Adam Vasquez (Founder & CEO, MERIT) & Denise Kohnke (Chief Strategy Officer, MERIT)

As the world becomes more aware of and active in coming together to solve shared problems, as individuals reassess their priorities and search for meaning, and as people challenge the roles and limits of governments, business and economic models are also evolving. This emphasis away from institutional power to personal power and collective influence has been driven by a palpable increase in consciousness. The economic shift we are observing in real time is moving from and through authoritarian capitalism, to shareholder capitalism, to conscious capitalism, to Karmic Capitalism. 

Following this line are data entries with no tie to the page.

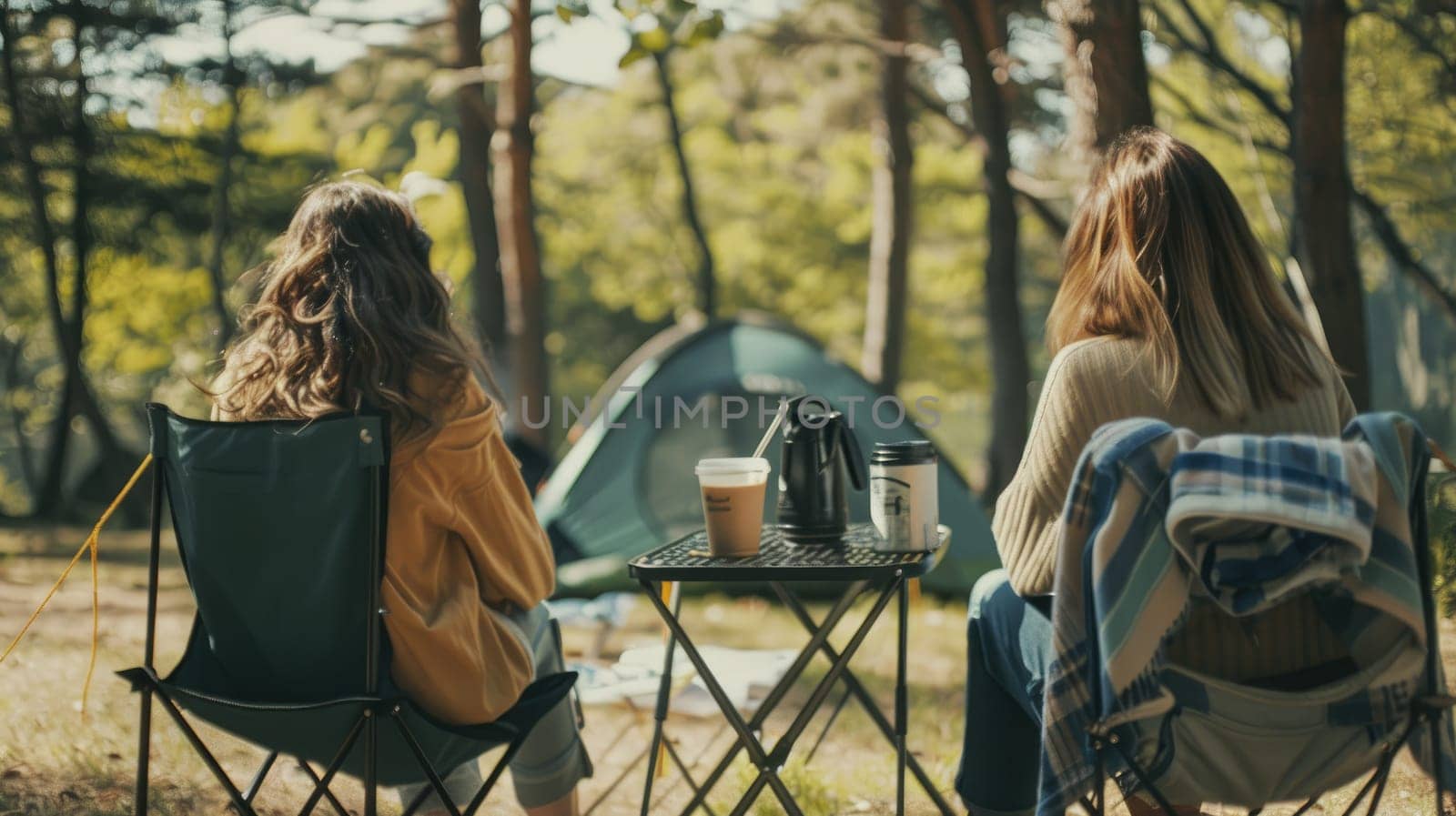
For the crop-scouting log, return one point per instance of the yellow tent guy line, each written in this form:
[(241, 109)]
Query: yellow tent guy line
[(86, 546)]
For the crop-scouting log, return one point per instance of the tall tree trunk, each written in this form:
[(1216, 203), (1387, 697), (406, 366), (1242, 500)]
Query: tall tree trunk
[(222, 214), (48, 497), (1324, 239), (890, 236), (477, 124), (706, 281), (1106, 73), (516, 214), (14, 354), (980, 31), (86, 402)]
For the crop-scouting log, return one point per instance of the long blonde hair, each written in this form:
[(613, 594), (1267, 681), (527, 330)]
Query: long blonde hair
[(1159, 250), (349, 317)]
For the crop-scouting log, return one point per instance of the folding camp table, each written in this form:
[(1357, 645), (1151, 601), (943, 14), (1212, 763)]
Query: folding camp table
[(852, 561)]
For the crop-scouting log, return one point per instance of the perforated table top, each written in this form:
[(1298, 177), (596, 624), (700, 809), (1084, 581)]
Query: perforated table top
[(854, 558)]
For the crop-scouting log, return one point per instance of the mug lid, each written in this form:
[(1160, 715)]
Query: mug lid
[(914, 451), (732, 464)]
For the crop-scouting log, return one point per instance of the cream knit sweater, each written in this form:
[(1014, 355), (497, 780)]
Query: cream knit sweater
[(1097, 381)]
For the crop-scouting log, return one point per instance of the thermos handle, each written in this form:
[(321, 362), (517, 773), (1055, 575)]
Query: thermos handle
[(856, 464)]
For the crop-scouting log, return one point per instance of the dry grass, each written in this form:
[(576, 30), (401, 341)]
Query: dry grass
[(56, 762)]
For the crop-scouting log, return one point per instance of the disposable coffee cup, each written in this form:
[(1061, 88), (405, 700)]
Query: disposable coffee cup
[(733, 502)]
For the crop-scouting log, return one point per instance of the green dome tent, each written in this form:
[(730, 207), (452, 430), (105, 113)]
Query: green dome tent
[(628, 486)]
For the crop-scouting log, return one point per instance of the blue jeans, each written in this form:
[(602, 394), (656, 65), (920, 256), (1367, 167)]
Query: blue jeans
[(1006, 662)]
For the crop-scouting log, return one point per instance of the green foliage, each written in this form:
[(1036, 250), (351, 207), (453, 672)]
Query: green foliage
[(776, 128), (1441, 504)]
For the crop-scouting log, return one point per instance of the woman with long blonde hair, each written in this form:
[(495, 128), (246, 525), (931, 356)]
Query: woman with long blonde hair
[(1168, 308), (353, 317)]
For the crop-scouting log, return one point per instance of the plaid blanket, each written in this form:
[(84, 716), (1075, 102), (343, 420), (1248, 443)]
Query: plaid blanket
[(1158, 517)]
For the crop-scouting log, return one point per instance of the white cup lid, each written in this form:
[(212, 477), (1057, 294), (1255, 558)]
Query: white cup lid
[(732, 466)]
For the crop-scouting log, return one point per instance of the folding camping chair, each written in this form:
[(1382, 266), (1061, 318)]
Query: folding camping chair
[(281, 533), (1242, 732)]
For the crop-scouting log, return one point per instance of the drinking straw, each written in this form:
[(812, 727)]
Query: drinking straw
[(774, 428)]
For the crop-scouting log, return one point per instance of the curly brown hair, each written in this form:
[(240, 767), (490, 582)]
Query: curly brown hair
[(349, 317)]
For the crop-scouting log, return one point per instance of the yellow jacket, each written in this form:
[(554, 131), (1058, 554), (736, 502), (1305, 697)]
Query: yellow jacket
[(463, 547)]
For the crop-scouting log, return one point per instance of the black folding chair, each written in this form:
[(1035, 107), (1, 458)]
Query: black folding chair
[(281, 533)]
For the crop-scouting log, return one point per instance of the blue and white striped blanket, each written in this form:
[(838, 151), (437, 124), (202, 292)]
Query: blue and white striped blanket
[(1158, 517)]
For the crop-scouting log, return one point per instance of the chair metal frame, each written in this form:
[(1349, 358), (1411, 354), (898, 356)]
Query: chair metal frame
[(1424, 710), (364, 726)]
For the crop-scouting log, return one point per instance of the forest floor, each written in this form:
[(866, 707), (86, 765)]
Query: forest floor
[(53, 761)]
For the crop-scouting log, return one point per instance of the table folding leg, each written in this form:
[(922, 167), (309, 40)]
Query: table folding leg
[(769, 762), (893, 732)]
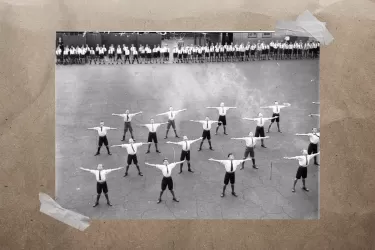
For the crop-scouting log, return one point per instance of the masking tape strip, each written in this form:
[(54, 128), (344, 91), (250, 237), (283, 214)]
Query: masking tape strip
[(49, 207), (308, 25)]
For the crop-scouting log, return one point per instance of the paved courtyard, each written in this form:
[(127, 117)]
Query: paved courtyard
[(87, 94)]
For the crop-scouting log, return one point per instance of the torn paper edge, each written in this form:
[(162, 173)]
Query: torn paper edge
[(307, 25), (49, 207)]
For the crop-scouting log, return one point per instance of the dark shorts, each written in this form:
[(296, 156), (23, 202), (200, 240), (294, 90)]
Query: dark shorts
[(132, 158), (229, 177), (128, 126), (312, 149), (277, 119), (167, 181), (171, 123), (206, 134), (249, 151), (185, 155), (103, 139), (259, 132), (101, 187), (301, 172), (222, 120), (152, 137)]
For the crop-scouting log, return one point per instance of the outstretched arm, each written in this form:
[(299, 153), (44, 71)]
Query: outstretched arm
[(291, 158), (161, 114), (118, 114), (181, 110), (249, 119), (200, 138)]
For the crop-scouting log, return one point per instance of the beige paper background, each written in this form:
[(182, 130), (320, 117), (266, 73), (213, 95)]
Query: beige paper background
[(27, 33)]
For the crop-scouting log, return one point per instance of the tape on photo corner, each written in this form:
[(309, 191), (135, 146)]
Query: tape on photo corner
[(49, 207), (307, 25)]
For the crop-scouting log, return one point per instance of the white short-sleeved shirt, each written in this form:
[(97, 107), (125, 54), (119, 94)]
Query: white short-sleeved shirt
[(102, 131), (131, 148), (227, 164), (153, 127), (164, 168), (260, 121), (103, 174), (222, 110), (186, 145), (314, 137), (207, 124), (250, 141), (304, 160), (276, 109)]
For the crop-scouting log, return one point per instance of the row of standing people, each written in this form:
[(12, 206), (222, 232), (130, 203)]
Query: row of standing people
[(230, 164), (278, 50)]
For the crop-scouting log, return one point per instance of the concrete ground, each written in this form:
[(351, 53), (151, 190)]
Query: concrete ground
[(87, 94)]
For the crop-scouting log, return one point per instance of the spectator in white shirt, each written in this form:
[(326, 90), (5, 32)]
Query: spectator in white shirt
[(207, 124), (131, 148), (222, 116), (276, 114), (230, 167), (127, 122), (250, 144), (167, 181), (101, 182), (304, 161), (118, 54), (185, 153), (102, 132), (152, 137), (259, 131), (313, 146), (171, 122)]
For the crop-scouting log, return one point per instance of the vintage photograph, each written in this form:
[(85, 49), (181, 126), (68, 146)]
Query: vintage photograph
[(187, 125)]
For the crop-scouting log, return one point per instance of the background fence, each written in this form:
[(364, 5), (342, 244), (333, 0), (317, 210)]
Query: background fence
[(155, 39)]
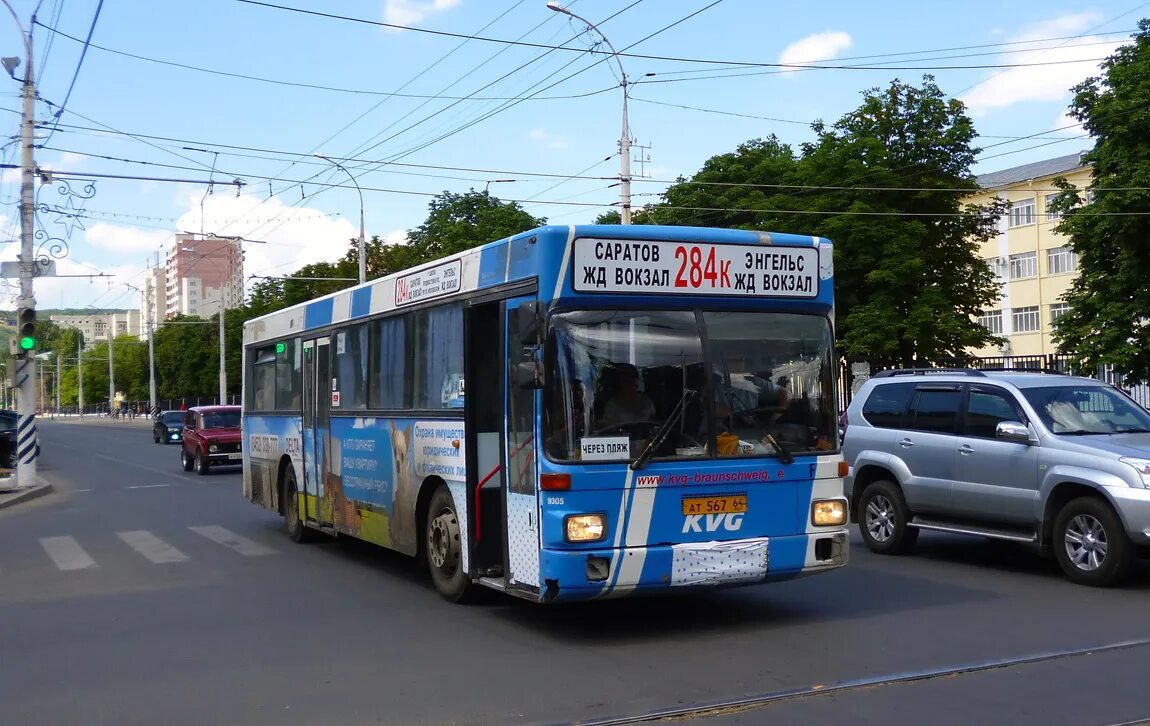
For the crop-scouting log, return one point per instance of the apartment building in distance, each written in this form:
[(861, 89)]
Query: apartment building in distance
[(202, 275), (96, 327), (1034, 264)]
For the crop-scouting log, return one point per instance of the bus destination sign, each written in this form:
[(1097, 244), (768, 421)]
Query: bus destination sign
[(695, 268), (428, 283)]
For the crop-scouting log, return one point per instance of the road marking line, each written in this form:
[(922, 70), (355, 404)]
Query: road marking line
[(139, 466), (67, 553), (232, 541), (152, 547)]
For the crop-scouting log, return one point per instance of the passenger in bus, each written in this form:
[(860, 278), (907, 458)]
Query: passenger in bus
[(626, 403)]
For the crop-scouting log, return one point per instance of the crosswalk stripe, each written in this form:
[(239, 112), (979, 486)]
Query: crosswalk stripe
[(67, 553), (232, 541), (152, 547)]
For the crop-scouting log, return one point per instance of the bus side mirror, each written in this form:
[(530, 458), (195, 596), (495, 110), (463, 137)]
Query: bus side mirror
[(530, 322), (528, 374)]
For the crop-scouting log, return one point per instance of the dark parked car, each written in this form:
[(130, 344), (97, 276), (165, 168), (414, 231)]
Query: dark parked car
[(212, 437), (168, 427)]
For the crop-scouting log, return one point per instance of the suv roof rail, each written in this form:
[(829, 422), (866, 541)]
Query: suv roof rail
[(1025, 369), (892, 372)]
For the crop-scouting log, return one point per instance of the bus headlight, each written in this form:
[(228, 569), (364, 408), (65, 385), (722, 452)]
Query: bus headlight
[(828, 512), (584, 527)]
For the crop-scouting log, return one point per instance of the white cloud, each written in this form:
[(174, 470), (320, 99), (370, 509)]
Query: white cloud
[(547, 139), (1049, 74), (821, 46), (119, 238), (411, 12)]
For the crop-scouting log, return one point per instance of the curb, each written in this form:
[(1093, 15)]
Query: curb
[(15, 496)]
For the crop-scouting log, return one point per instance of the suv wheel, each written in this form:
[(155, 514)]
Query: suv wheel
[(882, 519), (1090, 543)]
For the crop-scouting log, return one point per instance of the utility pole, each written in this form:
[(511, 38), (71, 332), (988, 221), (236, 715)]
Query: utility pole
[(223, 366), (625, 137), (112, 369), (79, 375), (24, 374)]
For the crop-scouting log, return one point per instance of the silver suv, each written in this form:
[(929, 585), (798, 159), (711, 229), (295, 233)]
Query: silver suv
[(1040, 457)]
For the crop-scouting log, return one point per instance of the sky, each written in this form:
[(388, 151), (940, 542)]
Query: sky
[(224, 105)]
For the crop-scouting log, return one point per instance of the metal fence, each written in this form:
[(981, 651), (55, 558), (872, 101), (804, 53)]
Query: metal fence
[(137, 409), (851, 375)]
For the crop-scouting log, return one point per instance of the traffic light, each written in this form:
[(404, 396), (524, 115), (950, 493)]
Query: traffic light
[(25, 329)]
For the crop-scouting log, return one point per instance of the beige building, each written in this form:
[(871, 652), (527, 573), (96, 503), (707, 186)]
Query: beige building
[(96, 327), (1035, 265)]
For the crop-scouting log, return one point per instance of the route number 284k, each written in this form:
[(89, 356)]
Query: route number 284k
[(695, 268)]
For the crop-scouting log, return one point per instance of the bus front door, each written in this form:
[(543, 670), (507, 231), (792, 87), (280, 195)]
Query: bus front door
[(316, 433)]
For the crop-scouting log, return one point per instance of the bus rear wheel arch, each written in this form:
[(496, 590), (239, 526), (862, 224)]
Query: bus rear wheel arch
[(289, 498), (444, 547)]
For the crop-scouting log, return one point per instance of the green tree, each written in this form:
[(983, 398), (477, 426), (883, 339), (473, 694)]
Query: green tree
[(909, 276), (1109, 318), (458, 222), (909, 279)]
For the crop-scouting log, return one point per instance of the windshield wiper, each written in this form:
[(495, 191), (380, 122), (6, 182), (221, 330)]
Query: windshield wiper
[(784, 456), (661, 434)]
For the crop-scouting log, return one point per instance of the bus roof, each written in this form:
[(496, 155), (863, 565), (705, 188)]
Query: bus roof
[(490, 265)]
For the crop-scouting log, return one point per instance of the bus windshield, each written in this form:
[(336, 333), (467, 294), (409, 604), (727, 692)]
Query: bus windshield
[(761, 382)]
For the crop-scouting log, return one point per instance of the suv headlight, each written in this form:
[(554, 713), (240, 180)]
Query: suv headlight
[(1142, 466)]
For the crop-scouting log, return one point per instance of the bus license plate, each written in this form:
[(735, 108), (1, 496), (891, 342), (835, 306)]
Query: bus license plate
[(714, 505)]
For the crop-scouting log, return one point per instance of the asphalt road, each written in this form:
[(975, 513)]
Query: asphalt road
[(138, 594)]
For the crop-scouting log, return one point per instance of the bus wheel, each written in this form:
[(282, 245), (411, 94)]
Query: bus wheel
[(444, 547), (296, 529)]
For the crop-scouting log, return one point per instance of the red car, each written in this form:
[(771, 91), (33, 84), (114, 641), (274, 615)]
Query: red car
[(212, 437)]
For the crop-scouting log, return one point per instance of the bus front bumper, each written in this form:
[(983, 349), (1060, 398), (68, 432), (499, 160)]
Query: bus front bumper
[(583, 574)]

The great resignation, personal privacy, global warming, race and gender inequality, and the desire to pursue a more abundant life are signals that many assumptions of capitalism must evolve. In capitalism the free market determines which product, service or idea wins, based on price and a value equation. As society evolves, the idea of the free market and capitalism must also evolve to remain relevant and to reflect new societal norms. As we move into a continuously compounding metaverse, to be relevant, businesses must embrace a new model of capitalism that is purposeful, sustainable, equitable, flexible and personally relevant.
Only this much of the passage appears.